US president George Bush, who met Taoiseach Bertie Ahern in Washington as part of the St Patrick's Day celebrations, sought to reassure Americans as stocks and the dollar tumbled after the Federal Reserve struggled to prevent a meltdown in financial markets.

He said he was prepared to act "decisively" if needed. He said: "One thing for certain is we're in challenging times."

Mr Bush then added: "The US is on top of the situation."

Economists here warned that the uncertainty bodes ill for our growth prospects -- just days after the Economic and Social Research Institute (ESRI) revised down its growth forecasts for the economy to 1.6pc in 2008, with unemployment peaking at 6.2pc next year.

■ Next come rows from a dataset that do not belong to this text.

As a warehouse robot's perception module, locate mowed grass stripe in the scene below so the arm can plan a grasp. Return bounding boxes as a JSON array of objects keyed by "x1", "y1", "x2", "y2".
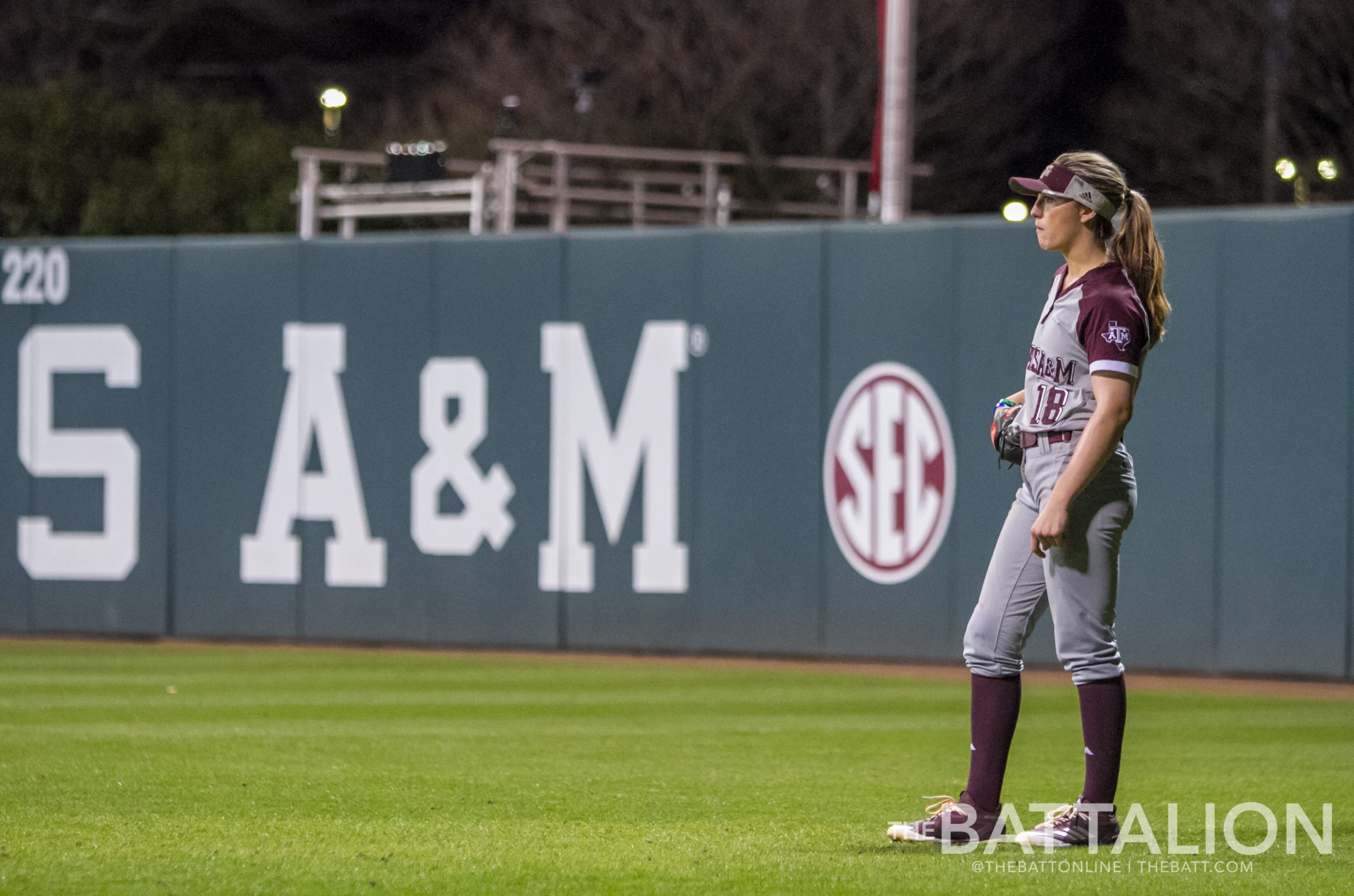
[{"x1": 0, "y1": 642, "x2": 1354, "y2": 893}]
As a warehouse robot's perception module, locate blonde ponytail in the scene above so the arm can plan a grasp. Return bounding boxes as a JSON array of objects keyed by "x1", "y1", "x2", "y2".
[
  {"x1": 1110, "y1": 189, "x2": 1171, "y2": 346},
  {"x1": 1054, "y1": 150, "x2": 1171, "y2": 348}
]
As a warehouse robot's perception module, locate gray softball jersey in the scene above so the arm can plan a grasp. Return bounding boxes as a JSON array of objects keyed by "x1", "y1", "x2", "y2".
[{"x1": 1018, "y1": 261, "x2": 1147, "y2": 432}]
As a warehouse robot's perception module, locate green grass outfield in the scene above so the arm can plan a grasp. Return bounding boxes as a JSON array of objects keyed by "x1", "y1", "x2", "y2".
[{"x1": 0, "y1": 640, "x2": 1354, "y2": 896}]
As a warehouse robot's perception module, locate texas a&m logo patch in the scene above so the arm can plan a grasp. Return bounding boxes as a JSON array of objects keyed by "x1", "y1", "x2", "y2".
[{"x1": 1101, "y1": 321, "x2": 1132, "y2": 352}]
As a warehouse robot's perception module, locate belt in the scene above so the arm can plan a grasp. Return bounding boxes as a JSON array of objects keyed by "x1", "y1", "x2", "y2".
[{"x1": 1020, "y1": 429, "x2": 1074, "y2": 448}]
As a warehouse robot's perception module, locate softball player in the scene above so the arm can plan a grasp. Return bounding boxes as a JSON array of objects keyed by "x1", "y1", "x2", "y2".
[{"x1": 888, "y1": 152, "x2": 1171, "y2": 846}]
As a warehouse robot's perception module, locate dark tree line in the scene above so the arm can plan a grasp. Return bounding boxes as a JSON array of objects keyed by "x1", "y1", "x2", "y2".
[{"x1": 0, "y1": 0, "x2": 1354, "y2": 234}]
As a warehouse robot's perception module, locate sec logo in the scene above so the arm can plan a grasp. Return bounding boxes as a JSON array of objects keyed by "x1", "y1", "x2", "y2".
[{"x1": 823, "y1": 362, "x2": 955, "y2": 585}]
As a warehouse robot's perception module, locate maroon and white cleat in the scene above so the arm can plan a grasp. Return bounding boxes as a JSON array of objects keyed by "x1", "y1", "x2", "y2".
[{"x1": 888, "y1": 790, "x2": 1006, "y2": 846}]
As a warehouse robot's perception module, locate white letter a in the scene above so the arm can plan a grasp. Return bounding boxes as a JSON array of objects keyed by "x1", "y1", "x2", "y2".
[{"x1": 240, "y1": 324, "x2": 386, "y2": 587}]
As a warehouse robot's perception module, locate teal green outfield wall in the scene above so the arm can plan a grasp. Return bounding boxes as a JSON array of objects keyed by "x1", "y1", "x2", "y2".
[{"x1": 0, "y1": 207, "x2": 1354, "y2": 677}]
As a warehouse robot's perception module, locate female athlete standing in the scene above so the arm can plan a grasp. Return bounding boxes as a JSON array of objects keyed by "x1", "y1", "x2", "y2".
[{"x1": 888, "y1": 152, "x2": 1171, "y2": 846}]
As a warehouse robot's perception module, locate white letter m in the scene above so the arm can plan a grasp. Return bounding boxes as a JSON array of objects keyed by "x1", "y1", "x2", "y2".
[{"x1": 539, "y1": 321, "x2": 687, "y2": 593}]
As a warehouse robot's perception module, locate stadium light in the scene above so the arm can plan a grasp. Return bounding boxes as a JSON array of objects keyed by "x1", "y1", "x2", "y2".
[
  {"x1": 319, "y1": 87, "x2": 348, "y2": 138},
  {"x1": 319, "y1": 87, "x2": 348, "y2": 108},
  {"x1": 1002, "y1": 199, "x2": 1029, "y2": 223}
]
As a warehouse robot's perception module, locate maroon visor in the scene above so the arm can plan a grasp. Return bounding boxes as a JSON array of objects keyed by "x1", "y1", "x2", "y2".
[{"x1": 1010, "y1": 164, "x2": 1117, "y2": 220}]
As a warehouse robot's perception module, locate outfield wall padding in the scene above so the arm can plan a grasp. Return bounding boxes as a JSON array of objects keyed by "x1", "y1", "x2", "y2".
[{"x1": 0, "y1": 207, "x2": 1354, "y2": 678}]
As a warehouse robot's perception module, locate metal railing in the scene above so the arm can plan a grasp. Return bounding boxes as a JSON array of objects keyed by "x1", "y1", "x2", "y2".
[
  {"x1": 291, "y1": 140, "x2": 931, "y2": 239},
  {"x1": 291, "y1": 146, "x2": 491, "y2": 239}
]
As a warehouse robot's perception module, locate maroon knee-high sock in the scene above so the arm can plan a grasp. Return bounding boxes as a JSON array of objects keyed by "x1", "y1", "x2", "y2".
[
  {"x1": 1076, "y1": 676, "x2": 1128, "y2": 802},
  {"x1": 967, "y1": 676, "x2": 1020, "y2": 812}
]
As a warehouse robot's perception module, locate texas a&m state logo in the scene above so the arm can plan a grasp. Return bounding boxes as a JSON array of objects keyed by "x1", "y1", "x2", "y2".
[
  {"x1": 1101, "y1": 321, "x2": 1132, "y2": 352},
  {"x1": 823, "y1": 362, "x2": 956, "y2": 585}
]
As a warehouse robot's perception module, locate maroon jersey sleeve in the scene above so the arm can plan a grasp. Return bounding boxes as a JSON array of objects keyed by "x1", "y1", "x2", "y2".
[{"x1": 1076, "y1": 266, "x2": 1147, "y2": 379}]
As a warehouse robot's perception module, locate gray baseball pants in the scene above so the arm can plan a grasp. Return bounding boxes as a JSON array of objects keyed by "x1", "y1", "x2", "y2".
[{"x1": 964, "y1": 433, "x2": 1137, "y2": 685}]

Dan McLaughlin, chief economist at Bank of Ireland, said: "This is negative for growth. Unless stock markets rebound it is not going to help confidence and sentiment. We've had US recessions before and the US Federal Reserve has cut interest rates. But this time around, the financial system is in the eye of the storm."

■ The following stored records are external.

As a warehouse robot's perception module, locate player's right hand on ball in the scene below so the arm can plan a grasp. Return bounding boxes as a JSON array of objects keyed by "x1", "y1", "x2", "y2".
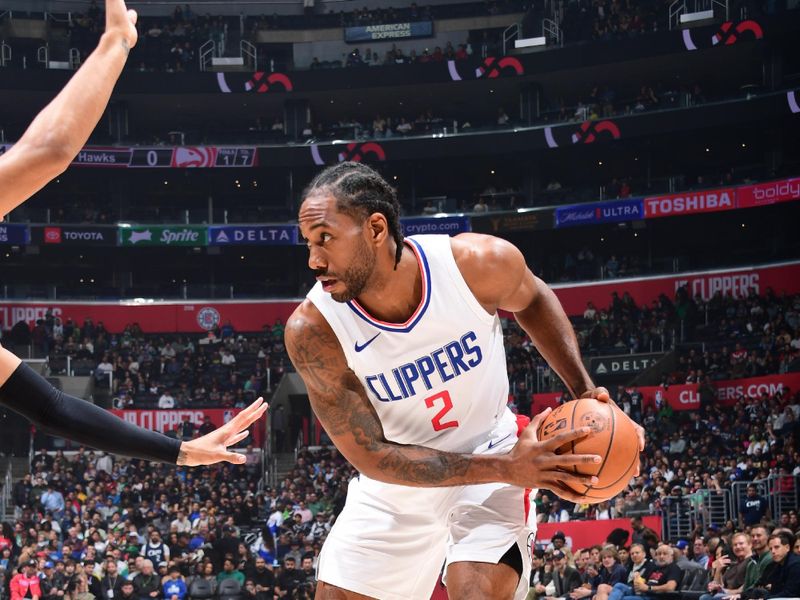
[
  {"x1": 105, "y1": 0, "x2": 139, "y2": 50},
  {"x1": 509, "y1": 408, "x2": 601, "y2": 502}
]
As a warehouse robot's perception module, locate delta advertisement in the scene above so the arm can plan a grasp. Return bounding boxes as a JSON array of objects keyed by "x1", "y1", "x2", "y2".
[
  {"x1": 208, "y1": 225, "x2": 297, "y2": 246},
  {"x1": 0, "y1": 262, "x2": 800, "y2": 333}
]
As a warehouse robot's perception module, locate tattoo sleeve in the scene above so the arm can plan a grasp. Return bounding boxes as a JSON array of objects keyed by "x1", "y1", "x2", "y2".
[{"x1": 286, "y1": 314, "x2": 501, "y2": 487}]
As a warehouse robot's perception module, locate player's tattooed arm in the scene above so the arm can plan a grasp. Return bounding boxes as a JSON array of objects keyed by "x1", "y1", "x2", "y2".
[{"x1": 285, "y1": 301, "x2": 593, "y2": 493}]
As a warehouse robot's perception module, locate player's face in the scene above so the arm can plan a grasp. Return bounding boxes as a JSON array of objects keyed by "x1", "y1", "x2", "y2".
[{"x1": 299, "y1": 194, "x2": 375, "y2": 302}]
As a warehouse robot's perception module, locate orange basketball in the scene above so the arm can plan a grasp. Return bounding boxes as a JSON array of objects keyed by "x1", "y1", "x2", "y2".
[{"x1": 536, "y1": 398, "x2": 639, "y2": 504}]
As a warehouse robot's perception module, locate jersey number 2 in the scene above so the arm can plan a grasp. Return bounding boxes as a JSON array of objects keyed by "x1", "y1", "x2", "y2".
[{"x1": 425, "y1": 390, "x2": 458, "y2": 431}]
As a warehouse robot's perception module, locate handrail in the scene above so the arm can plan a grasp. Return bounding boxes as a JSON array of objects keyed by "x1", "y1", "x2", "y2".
[
  {"x1": 503, "y1": 23, "x2": 521, "y2": 54},
  {"x1": 197, "y1": 40, "x2": 217, "y2": 71},
  {"x1": 0, "y1": 40, "x2": 11, "y2": 67},
  {"x1": 239, "y1": 40, "x2": 258, "y2": 71}
]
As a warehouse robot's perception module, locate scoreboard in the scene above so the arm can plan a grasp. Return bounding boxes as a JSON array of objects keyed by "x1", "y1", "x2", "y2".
[{"x1": 0, "y1": 144, "x2": 258, "y2": 169}]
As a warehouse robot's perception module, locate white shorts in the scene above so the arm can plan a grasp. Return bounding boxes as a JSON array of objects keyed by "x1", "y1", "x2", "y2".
[{"x1": 317, "y1": 440, "x2": 536, "y2": 600}]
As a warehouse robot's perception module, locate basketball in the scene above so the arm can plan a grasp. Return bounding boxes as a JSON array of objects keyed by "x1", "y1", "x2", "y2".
[{"x1": 536, "y1": 398, "x2": 639, "y2": 504}]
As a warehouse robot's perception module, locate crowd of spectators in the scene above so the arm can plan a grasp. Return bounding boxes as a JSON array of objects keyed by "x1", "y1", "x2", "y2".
[
  {"x1": 0, "y1": 440, "x2": 360, "y2": 600},
  {"x1": 1, "y1": 311, "x2": 289, "y2": 409}
]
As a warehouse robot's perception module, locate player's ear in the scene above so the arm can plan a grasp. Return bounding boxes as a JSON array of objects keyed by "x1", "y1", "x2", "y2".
[{"x1": 367, "y1": 213, "x2": 389, "y2": 245}]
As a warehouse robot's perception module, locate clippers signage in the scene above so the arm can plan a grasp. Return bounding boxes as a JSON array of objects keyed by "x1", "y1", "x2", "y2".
[
  {"x1": 57, "y1": 146, "x2": 258, "y2": 169},
  {"x1": 344, "y1": 21, "x2": 433, "y2": 43},
  {"x1": 31, "y1": 225, "x2": 117, "y2": 246},
  {"x1": 551, "y1": 262, "x2": 800, "y2": 315},
  {"x1": 644, "y1": 188, "x2": 736, "y2": 219},
  {"x1": 400, "y1": 216, "x2": 470, "y2": 235},
  {"x1": 638, "y1": 373, "x2": 800, "y2": 410},
  {"x1": 208, "y1": 225, "x2": 297, "y2": 246},
  {"x1": 589, "y1": 353, "x2": 663, "y2": 377},
  {"x1": 736, "y1": 177, "x2": 800, "y2": 208},
  {"x1": 119, "y1": 225, "x2": 208, "y2": 246},
  {"x1": 0, "y1": 223, "x2": 30, "y2": 246},
  {"x1": 110, "y1": 408, "x2": 242, "y2": 433},
  {"x1": 555, "y1": 198, "x2": 644, "y2": 228},
  {"x1": 0, "y1": 300, "x2": 299, "y2": 333}
]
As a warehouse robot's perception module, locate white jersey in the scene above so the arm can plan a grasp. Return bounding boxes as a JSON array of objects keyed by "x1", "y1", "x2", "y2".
[{"x1": 308, "y1": 235, "x2": 516, "y2": 452}]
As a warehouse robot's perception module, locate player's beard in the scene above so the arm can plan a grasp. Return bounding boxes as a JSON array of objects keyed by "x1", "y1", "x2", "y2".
[{"x1": 331, "y1": 233, "x2": 375, "y2": 302}]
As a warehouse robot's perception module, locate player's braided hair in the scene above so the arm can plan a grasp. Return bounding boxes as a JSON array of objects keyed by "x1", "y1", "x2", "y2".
[{"x1": 303, "y1": 161, "x2": 403, "y2": 269}]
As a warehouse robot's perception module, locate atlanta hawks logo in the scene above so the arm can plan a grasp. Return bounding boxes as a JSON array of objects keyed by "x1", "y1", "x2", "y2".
[
  {"x1": 447, "y1": 56, "x2": 525, "y2": 81},
  {"x1": 682, "y1": 19, "x2": 764, "y2": 50},
  {"x1": 217, "y1": 71, "x2": 294, "y2": 94},
  {"x1": 544, "y1": 119, "x2": 622, "y2": 148}
]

Mr McLaughlin said that while the ECB would not be bounced into any immediate cut in rates, it is likely to act in the coming months.

Business chiefs also warned of impending problems, with exporters hit particularly hard as the euro reaches record highs against the dollar. That makes it harder to sell into US markets.

Senior IBEC economist Fergal O'Brien said the immediate impact on Irish business would be challenging for exporters.

At one stage yesterday, the euro surged to $1.59 at a time when oil and commodity prices also hit all-time highs.

"The dollar has lost 20pc against the euro over the last 12 months and we're exporting, in one form or another, one-fifth of our total exports to the US or other dollar denominated regions." he said. "It doesn't have an immediate impact in terms of safeguarding jobs or economic prosperity but it is not good news for investors."

Last night a government spokesman said Finance Minister Brian Cowen, who is in Vietnam and Malaysia as part of the St Patrick's Day exodus, said: "This is an international development as opposed to a local development."

But opposition parties raised concerns about the impact of the crisis at home.